Problem olduğunda adamı azarlamaz, bağırmaz, moralini bozmaz. Önce işi nasıl hızlı ve az zararla yoluna sokarız ona odaklanırdı. Sonrasında da bir daha o hatanın tekrarlanmaması için yapmamız gerekenlere odaklanırdık. Özgüveni yüksek ama hiç kompleksi olmayan bir kişiliğe sahipti. Her şeyi ile farklı idi Ahmet bey. Bir benzerini görmedim. Arçelik’in kabuk değiştirdiği o dönemde Arçelik’i Arçelik yapan belki de en önemli kişi idi. En azından Ar-ge ayağında. Sevgili Ahmet Olpak geçen temmuz vefat etti. Genç yaşta vefat etti. Ülke bir değerini yitirdi.
Herkese nasip olmaz. Cenazesi Karacaahmet Şakirin camiinde kılındı. Son 40 yılın Arçelik tarihi oradaydı. Eski genel müdürler, müdürler, mühendisler, laboratuardaki teknisyenine kadar hepimiz oradaydık. Yüzlerce kişi Olpak’ı uğurladık. Geçmişimizi andık, giderken de yapıcıydı Ahmet bey… 20 yıldır görmediğim herkes oradaydı. Hasret giderdik. Ahmet Olpak’ı uğurladık. Yazıyı hemen yazamadım. Elim gitmedi. Biraz vakit geçsin istedim. Bilin ki Olpak yok artık vatan iyi bir mühendisini kaybetti. Nur içinde yatsın, mekanı cennet olsun.

ALİCE SOMMER HERZ
Geçenlerde bir belgesele gözüm takıldı. İlk andan itibaren içine çekiyor insanı. "The Lady in Number 6” Kendisi 109 yaşında soykırımdan kurtulan en yaşlı insan üstelik meşhur bir piyanist. O yaşında hızlı Mozart parçalarını akıcı bir şekilde çalmasına önce şaşırdım. Sonra gözünün içindeki ışık, yaşama sevinci, hayatı işlemesi ve şükretme kültürü o kadar yüksek seviyede ki anlatamam. Böyle bir şey görmedim. Şiddetle izlemenizi öneriyorum. Sanırım internetten de bulunabilir. Hikayesi de ilginç .

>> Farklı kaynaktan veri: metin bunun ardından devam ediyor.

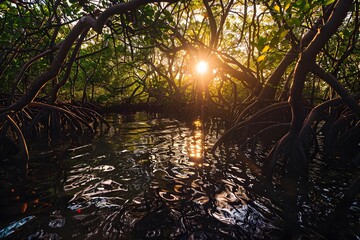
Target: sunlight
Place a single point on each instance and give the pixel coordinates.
(202, 67)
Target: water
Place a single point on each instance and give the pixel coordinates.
(147, 178)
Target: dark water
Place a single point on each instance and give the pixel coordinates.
(153, 178)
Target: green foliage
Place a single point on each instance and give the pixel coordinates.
(150, 53)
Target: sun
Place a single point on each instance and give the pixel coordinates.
(202, 67)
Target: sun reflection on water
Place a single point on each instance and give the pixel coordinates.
(196, 144)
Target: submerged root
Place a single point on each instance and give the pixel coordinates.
(42, 119)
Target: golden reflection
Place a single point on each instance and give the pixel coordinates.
(202, 67)
(196, 144)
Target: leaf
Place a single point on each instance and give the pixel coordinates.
(260, 58)
(293, 22)
(307, 7)
(328, 2)
(287, 6)
(265, 49)
(277, 8)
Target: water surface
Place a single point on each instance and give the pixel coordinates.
(147, 178)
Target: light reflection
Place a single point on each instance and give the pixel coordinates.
(196, 144)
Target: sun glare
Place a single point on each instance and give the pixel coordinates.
(202, 67)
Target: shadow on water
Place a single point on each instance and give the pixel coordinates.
(147, 178)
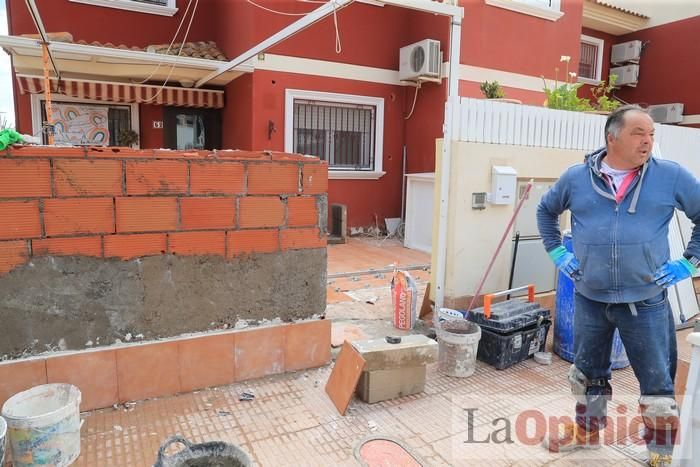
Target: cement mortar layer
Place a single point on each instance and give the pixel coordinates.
(413, 350)
(73, 303)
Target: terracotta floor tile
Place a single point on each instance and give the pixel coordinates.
(206, 361)
(362, 254)
(150, 370)
(259, 352)
(343, 380)
(336, 297)
(94, 373)
(19, 376)
(308, 344)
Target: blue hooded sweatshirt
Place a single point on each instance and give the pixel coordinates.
(620, 246)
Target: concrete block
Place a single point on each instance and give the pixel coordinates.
(380, 385)
(413, 351)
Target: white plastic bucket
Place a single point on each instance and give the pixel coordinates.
(3, 432)
(44, 425)
(458, 342)
(444, 314)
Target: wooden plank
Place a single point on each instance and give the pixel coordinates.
(426, 306)
(344, 377)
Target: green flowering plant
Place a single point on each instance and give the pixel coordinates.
(565, 96)
(492, 90)
(604, 102)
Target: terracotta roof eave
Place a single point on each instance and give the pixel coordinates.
(623, 10)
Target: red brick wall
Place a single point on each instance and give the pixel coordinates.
(111, 203)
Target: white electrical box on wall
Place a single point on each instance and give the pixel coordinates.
(503, 183)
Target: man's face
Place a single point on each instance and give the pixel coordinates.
(633, 145)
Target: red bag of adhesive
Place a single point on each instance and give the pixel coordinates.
(404, 295)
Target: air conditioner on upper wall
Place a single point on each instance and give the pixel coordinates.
(420, 60)
(666, 113)
(626, 75)
(626, 52)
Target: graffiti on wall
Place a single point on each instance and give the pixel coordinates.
(81, 124)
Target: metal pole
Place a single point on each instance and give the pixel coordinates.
(451, 110)
(47, 95)
(512, 264)
(500, 244)
(299, 25)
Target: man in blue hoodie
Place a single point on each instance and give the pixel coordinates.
(621, 201)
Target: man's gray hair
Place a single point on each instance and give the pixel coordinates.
(616, 120)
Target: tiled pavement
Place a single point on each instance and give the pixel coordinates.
(292, 422)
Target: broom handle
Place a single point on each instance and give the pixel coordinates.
(500, 244)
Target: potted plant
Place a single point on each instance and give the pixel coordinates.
(565, 96)
(128, 138)
(493, 90)
(602, 93)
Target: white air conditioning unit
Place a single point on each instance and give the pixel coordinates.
(420, 60)
(626, 52)
(666, 113)
(626, 75)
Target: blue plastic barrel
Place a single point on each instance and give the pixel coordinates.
(564, 321)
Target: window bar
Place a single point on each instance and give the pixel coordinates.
(357, 149)
(373, 138)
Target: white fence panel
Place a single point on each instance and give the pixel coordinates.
(494, 122)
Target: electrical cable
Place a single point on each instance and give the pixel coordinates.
(275, 11)
(413, 106)
(172, 67)
(338, 45)
(167, 52)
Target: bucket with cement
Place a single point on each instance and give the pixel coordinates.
(3, 432)
(209, 454)
(44, 425)
(458, 342)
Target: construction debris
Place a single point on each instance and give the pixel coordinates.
(246, 395)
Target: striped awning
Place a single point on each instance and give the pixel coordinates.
(123, 92)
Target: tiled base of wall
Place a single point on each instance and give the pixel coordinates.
(141, 371)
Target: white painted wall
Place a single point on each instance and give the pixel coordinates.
(473, 235)
(660, 12)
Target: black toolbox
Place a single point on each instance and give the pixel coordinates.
(515, 330)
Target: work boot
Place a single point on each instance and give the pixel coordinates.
(569, 437)
(657, 459)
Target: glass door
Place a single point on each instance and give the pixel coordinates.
(192, 128)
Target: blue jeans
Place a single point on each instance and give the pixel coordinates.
(650, 342)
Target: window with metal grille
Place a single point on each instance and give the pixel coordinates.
(342, 134)
(591, 59)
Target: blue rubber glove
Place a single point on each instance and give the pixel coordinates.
(673, 272)
(566, 262)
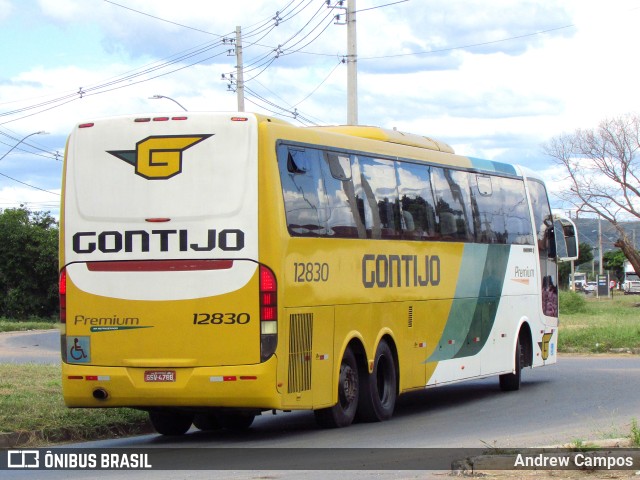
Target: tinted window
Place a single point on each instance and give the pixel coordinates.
(380, 194)
(416, 201)
(546, 246)
(304, 198)
(453, 202)
(516, 212)
(344, 218)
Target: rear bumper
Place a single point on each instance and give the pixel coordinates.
(248, 386)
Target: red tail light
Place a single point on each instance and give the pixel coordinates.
(62, 289)
(268, 313)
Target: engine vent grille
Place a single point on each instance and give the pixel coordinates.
(300, 359)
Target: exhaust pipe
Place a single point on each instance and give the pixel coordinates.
(100, 394)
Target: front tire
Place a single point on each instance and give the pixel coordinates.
(343, 413)
(379, 390)
(510, 382)
(170, 423)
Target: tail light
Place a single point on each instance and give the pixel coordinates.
(268, 313)
(62, 290)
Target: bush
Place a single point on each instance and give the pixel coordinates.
(28, 264)
(572, 302)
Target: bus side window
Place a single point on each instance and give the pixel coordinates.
(453, 202)
(380, 194)
(416, 201)
(304, 197)
(487, 207)
(517, 214)
(344, 219)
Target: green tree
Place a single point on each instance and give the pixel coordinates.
(613, 261)
(585, 255)
(603, 169)
(28, 264)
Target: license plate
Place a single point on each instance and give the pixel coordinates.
(160, 376)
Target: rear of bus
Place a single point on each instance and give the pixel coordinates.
(163, 299)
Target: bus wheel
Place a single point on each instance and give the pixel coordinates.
(380, 389)
(510, 382)
(343, 412)
(170, 422)
(236, 421)
(206, 422)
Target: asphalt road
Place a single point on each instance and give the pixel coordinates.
(580, 398)
(41, 346)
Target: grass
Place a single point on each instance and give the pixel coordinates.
(9, 325)
(31, 404)
(635, 433)
(591, 325)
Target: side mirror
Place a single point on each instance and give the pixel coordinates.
(566, 235)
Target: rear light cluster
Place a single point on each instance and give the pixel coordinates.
(62, 290)
(268, 313)
(157, 119)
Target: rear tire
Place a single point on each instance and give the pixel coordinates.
(379, 390)
(510, 382)
(343, 412)
(170, 423)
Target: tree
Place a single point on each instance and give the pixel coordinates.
(564, 268)
(604, 173)
(28, 264)
(614, 262)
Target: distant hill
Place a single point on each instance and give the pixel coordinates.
(588, 233)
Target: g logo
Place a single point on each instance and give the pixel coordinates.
(159, 158)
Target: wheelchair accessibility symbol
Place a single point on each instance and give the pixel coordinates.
(79, 351)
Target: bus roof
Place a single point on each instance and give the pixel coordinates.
(390, 136)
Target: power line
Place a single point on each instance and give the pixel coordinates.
(472, 45)
(28, 184)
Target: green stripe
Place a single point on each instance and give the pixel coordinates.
(473, 310)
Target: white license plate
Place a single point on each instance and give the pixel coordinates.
(160, 376)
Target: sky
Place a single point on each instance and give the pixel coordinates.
(495, 79)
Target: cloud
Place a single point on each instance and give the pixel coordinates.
(5, 9)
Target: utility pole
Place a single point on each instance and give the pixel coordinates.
(239, 68)
(352, 64)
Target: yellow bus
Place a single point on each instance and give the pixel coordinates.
(214, 266)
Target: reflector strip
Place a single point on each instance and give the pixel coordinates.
(159, 265)
(230, 378)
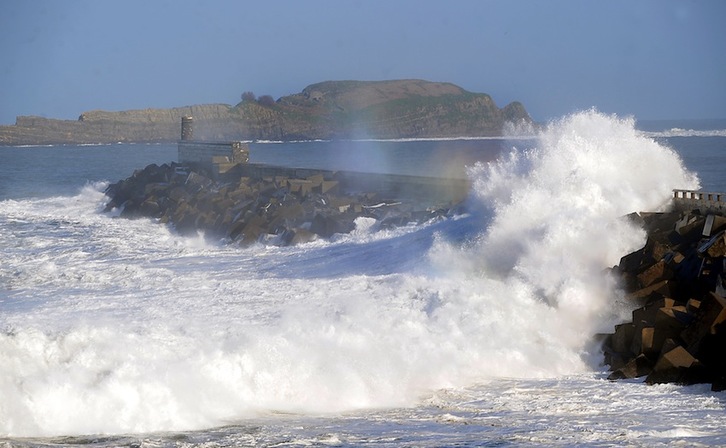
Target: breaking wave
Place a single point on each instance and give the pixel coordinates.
(117, 326)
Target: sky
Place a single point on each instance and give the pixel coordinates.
(651, 59)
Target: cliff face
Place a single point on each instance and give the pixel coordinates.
(327, 110)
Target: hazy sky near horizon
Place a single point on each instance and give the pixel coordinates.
(654, 59)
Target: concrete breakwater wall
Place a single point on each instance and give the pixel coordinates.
(706, 202)
(677, 282)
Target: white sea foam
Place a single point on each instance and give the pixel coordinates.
(120, 326)
(681, 132)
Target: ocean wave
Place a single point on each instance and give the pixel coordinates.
(678, 132)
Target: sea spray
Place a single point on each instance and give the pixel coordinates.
(116, 326)
(557, 216)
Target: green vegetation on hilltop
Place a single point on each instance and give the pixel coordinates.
(326, 110)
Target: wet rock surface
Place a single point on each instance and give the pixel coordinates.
(244, 210)
(678, 280)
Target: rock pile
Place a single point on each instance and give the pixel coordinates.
(678, 334)
(279, 210)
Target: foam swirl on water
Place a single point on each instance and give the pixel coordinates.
(121, 326)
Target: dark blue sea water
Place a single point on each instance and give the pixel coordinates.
(464, 332)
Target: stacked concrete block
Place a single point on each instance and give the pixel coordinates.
(677, 332)
(274, 209)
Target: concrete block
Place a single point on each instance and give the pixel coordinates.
(677, 357)
(711, 312)
(637, 367)
(643, 341)
(647, 313)
(655, 273)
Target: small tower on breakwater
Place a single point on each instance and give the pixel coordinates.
(219, 156)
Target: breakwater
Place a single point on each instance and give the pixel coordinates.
(677, 281)
(257, 203)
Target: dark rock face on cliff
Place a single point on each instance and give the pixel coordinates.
(678, 334)
(327, 110)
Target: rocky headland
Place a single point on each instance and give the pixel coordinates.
(328, 110)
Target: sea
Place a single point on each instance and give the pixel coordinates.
(472, 330)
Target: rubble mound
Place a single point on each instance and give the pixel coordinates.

Herz-Sommer, 5 yaşında piyano çalmayı öğrenmiş ve konser piyanisti olmak için eğitim almış. Prag doğumlu piyanist Alice Herz-Sommer, İkinci Dünya Savaşı'nda dönemin Çekoslovakya’sında işgal altındaki Theresienstadt Toplama Kampı'nda iki yıl yaşamış ve Sovyet birliklerinin 1945 Mayısında kampa düzenlediği operasyonda oğluyla birlikte özgürlüğüne kavuşmuş. Müzik aşkı ve yaşama sevinci sayesinde hem kendi hem de oğlu o kamptan kurtuluyor.

Aklımda kalan belgeselden çarpıcı cümleleri sizinle paylaşmak isterim.

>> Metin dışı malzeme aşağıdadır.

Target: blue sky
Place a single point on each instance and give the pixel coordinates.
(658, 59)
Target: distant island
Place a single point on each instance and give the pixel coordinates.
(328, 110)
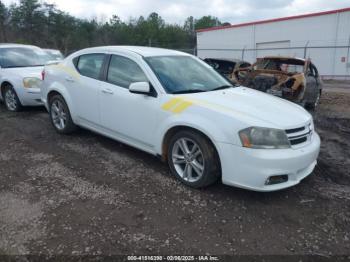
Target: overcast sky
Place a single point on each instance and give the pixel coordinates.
(233, 11)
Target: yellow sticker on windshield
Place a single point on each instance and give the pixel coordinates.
(176, 105)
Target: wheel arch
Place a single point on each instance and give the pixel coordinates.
(59, 90)
(174, 129)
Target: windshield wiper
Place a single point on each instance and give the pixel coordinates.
(22, 66)
(189, 91)
(221, 87)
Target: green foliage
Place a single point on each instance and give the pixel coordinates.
(42, 24)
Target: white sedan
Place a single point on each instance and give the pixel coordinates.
(175, 106)
(20, 75)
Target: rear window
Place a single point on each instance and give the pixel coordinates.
(22, 57)
(123, 71)
(90, 65)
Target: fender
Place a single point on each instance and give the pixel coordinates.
(194, 121)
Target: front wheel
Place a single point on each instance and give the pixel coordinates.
(60, 115)
(193, 159)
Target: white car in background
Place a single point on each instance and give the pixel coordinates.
(174, 105)
(55, 55)
(20, 75)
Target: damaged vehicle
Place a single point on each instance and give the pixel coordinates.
(294, 79)
(226, 66)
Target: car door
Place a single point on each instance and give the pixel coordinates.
(85, 91)
(128, 116)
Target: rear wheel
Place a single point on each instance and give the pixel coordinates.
(60, 115)
(11, 100)
(193, 159)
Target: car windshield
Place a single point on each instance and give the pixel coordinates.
(185, 74)
(281, 65)
(22, 57)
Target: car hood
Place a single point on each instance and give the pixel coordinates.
(25, 71)
(250, 105)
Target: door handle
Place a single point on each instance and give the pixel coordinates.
(69, 79)
(107, 91)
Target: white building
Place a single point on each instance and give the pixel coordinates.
(324, 37)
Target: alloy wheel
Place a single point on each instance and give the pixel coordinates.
(188, 160)
(58, 114)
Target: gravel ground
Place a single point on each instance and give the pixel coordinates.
(86, 194)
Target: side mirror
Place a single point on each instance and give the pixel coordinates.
(140, 88)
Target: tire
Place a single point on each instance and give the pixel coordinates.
(11, 100)
(197, 169)
(60, 115)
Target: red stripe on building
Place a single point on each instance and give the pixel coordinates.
(275, 20)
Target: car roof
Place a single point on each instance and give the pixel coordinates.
(141, 50)
(225, 60)
(6, 45)
(49, 49)
(284, 58)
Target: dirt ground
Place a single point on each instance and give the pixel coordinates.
(86, 194)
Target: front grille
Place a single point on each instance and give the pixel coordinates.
(299, 135)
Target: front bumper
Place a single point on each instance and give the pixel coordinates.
(29, 96)
(250, 168)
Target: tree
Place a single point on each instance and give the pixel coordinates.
(3, 22)
(206, 22)
(43, 24)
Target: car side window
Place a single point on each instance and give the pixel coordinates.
(123, 71)
(90, 65)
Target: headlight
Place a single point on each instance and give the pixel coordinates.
(31, 82)
(264, 138)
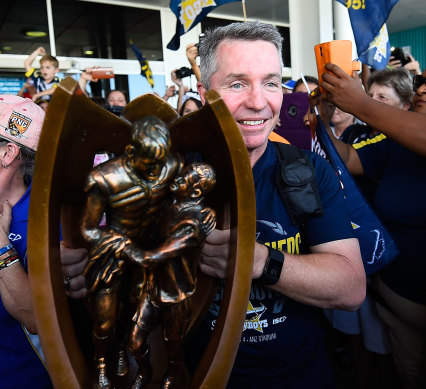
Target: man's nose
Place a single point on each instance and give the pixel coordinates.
(256, 99)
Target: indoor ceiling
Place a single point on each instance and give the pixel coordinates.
(81, 25)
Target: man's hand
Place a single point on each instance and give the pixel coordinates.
(170, 92)
(73, 262)
(214, 257)
(192, 53)
(413, 66)
(343, 90)
(41, 50)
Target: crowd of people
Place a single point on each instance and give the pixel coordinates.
(300, 270)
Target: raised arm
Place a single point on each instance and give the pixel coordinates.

Babası Prag’da naziler tarafından götürülürken şöyle der “Soğukkanlılık güçtür.”
“Nereden bakılacağını bilirsen kötü şeyler bile güzeldir, öyle olmalı.”
“Kafanızın içine olabildiğince çok şey koyun bunu kimse sizden alamaz.”

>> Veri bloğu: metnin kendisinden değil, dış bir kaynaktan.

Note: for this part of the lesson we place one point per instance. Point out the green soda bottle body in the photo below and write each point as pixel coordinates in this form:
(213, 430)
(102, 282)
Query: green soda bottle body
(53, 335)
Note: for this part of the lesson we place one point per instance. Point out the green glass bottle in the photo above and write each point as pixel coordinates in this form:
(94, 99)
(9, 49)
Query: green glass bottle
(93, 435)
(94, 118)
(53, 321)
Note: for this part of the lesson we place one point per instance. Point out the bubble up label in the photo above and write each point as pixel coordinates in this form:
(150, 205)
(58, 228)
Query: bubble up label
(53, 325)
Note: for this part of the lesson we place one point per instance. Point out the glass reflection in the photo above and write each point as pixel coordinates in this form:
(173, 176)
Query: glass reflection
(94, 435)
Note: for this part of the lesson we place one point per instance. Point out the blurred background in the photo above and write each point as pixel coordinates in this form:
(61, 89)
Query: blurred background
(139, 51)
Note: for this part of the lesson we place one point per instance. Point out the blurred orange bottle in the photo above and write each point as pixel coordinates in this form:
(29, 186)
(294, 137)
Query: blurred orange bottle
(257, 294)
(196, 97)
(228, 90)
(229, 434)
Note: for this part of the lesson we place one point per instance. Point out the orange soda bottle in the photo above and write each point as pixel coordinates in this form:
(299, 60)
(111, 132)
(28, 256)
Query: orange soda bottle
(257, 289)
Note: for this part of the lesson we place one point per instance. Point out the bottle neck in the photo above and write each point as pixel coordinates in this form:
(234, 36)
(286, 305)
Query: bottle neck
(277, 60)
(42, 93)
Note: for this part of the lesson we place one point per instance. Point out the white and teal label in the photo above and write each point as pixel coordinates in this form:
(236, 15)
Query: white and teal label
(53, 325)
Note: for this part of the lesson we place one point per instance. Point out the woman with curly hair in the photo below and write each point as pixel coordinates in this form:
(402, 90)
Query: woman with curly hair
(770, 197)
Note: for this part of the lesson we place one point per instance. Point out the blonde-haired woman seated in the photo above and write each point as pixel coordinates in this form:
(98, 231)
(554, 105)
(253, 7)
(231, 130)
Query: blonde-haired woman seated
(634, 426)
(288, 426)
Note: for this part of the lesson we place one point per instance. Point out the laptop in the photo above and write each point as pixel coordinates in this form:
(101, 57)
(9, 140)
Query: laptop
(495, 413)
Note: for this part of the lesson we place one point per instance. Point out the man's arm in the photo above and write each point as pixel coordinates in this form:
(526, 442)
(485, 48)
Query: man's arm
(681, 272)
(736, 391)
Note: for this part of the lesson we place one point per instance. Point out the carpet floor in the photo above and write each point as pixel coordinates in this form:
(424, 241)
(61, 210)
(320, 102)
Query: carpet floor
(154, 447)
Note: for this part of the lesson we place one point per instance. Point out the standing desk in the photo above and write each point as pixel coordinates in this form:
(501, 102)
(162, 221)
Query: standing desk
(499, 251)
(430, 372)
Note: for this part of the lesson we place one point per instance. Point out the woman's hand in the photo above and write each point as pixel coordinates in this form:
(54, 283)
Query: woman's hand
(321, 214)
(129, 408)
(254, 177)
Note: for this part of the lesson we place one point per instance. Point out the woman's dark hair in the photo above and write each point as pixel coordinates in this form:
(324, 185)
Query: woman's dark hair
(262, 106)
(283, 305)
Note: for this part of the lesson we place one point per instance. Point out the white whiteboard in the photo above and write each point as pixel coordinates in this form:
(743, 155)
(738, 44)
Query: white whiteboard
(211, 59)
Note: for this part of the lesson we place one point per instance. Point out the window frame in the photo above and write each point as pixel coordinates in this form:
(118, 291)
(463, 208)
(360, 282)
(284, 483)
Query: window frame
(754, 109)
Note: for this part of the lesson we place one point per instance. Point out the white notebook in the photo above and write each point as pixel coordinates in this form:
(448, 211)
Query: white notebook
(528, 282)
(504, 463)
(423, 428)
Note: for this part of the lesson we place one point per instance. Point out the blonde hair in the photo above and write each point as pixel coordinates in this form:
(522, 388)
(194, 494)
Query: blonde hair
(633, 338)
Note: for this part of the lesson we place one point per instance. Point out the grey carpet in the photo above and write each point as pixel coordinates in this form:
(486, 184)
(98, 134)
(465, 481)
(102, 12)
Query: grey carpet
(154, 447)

“Temel olarak herkes yalnızdır”
“Mutlu olup olmamak bana bağlı, hayata değil.”
“Çalışmadan hiçbir şey elde edemezsiniz. Sevdiğiniz şey üzerinde çalışmalısınız.”
“Nefret sadece nefreti getirir. Ben asla nefret etmedim.”
“Müzik bize mutluluk sunar. Müzik bir rüyadır.”
“Herkes şikayet ediyor.Bu berbat… Hayır. Bu o kadar da berbat değil.”
“Gerçekten dipte cehennemde iken hayatın anlamını anlıyorsun”
“İyi ve kötü şeyler vardır. Ben iyi tarafından bakarım.”
“Sadece çok yaşlandığımızda hayatın güzelliğini keşfediyorsunuz.”